MANCHETES DOS JORNAIS:

Manchete e submanchetes do jornal O Globo: Reconstrução. Em Copacabana, público estimado em 3 milhões de cariocas e turistas celebra o novo ano com pedidos de mais segurança, empregos e um basta à corrupção/No fim do ano, bondades de meio bilhão na Saúde. Ministro da Saúde, Ricardo Barros libera recursos de emendas parlamentares no penúltimo dia do ano. “O DO é para empenhar e pagar todos os compromissos que assumimos com nossos parceiros parlamentares” Ricardo Barros Ministro da Saúde/Temer e seu ministério de ‘notáveis’; Governo abre 2018 com ministério bem diferente do prometido quando presidente assumiu Mesmo com promessa de reduzir pastas, ministérios subiram de 25 para 28 durante o governo Temer/Prêmio recorde sai para 17 apostas. 3-6-10-17-34-37 foram as dezenas sorteadas; 17 apostadores acertaram.
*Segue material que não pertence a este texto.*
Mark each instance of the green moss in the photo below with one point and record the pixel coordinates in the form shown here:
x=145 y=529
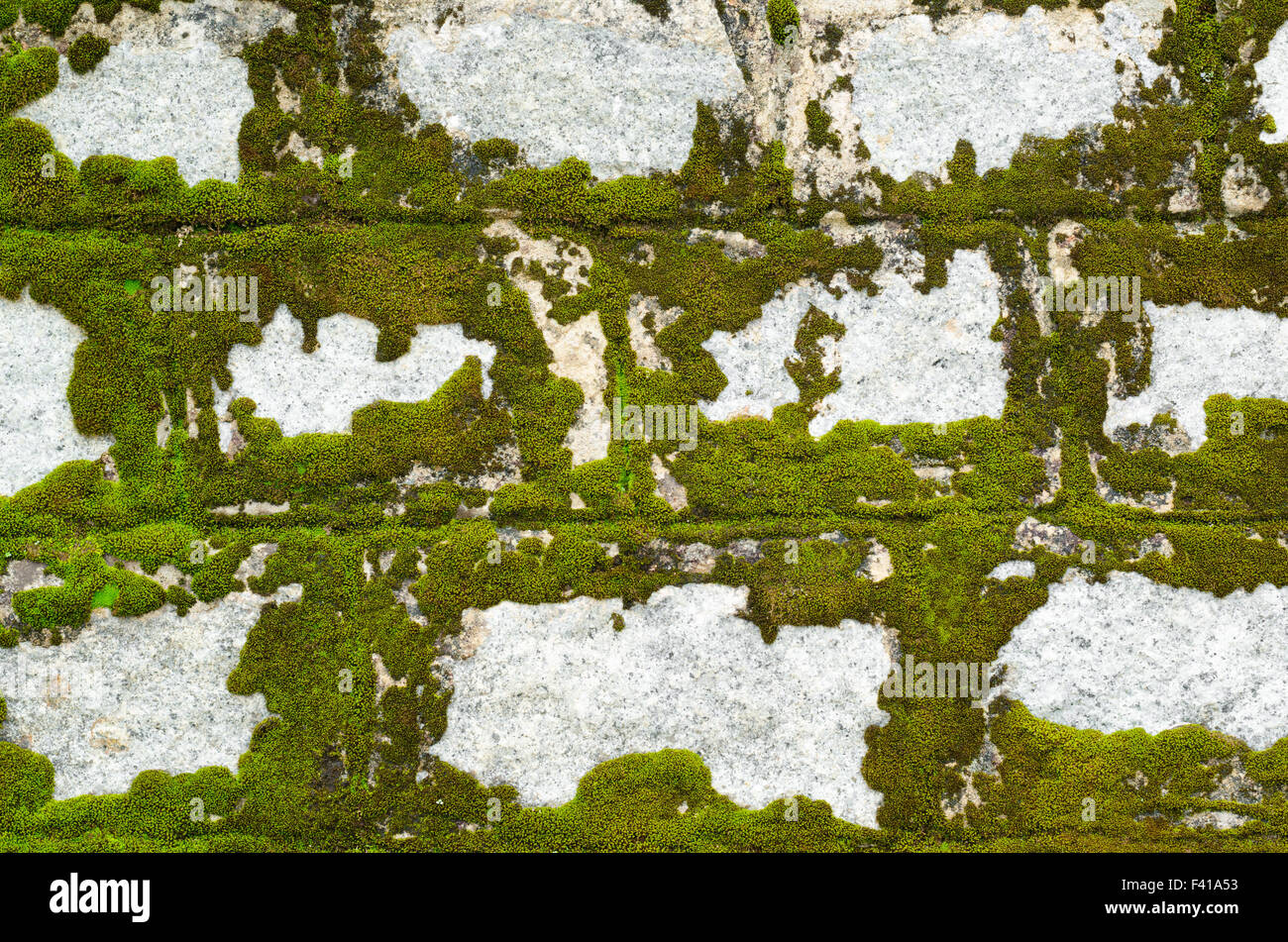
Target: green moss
x=819 y=125
x=782 y=17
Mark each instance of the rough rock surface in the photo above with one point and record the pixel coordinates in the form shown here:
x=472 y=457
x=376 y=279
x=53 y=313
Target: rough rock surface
x=1198 y=353
x=134 y=693
x=565 y=82
x=318 y=391
x=170 y=86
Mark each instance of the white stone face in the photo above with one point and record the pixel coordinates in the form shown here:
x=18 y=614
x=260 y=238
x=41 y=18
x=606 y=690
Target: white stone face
x=992 y=78
x=565 y=89
x=1133 y=653
x=134 y=693
x=905 y=357
x=1022 y=568
x=752 y=358
x=1201 y=352
x=909 y=357
x=318 y=391
x=147 y=102
x=578 y=348
x=1273 y=75
x=170 y=86
x=553 y=690
x=38 y=347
São de Paraná, Bahia, Minas, Pará, Santa Catarina, São Paulo e Rio de Janeiro os 17 cartões que vão dividir o maior prêmio já pago pela Mega-Sena. Cada um receberá R$ 18 milhões/Irã prende 200 e bloqueia a internet. No quarto dia de protestos, governo prende 200 e restringe acesso à internet/Editorial: Rio de Janeiro pode aprender com os erros. Resta saber se a classe política fluminense entende o que se passa, se percebe os erros cometidos e se, portanto, está disposta a não repeti-los.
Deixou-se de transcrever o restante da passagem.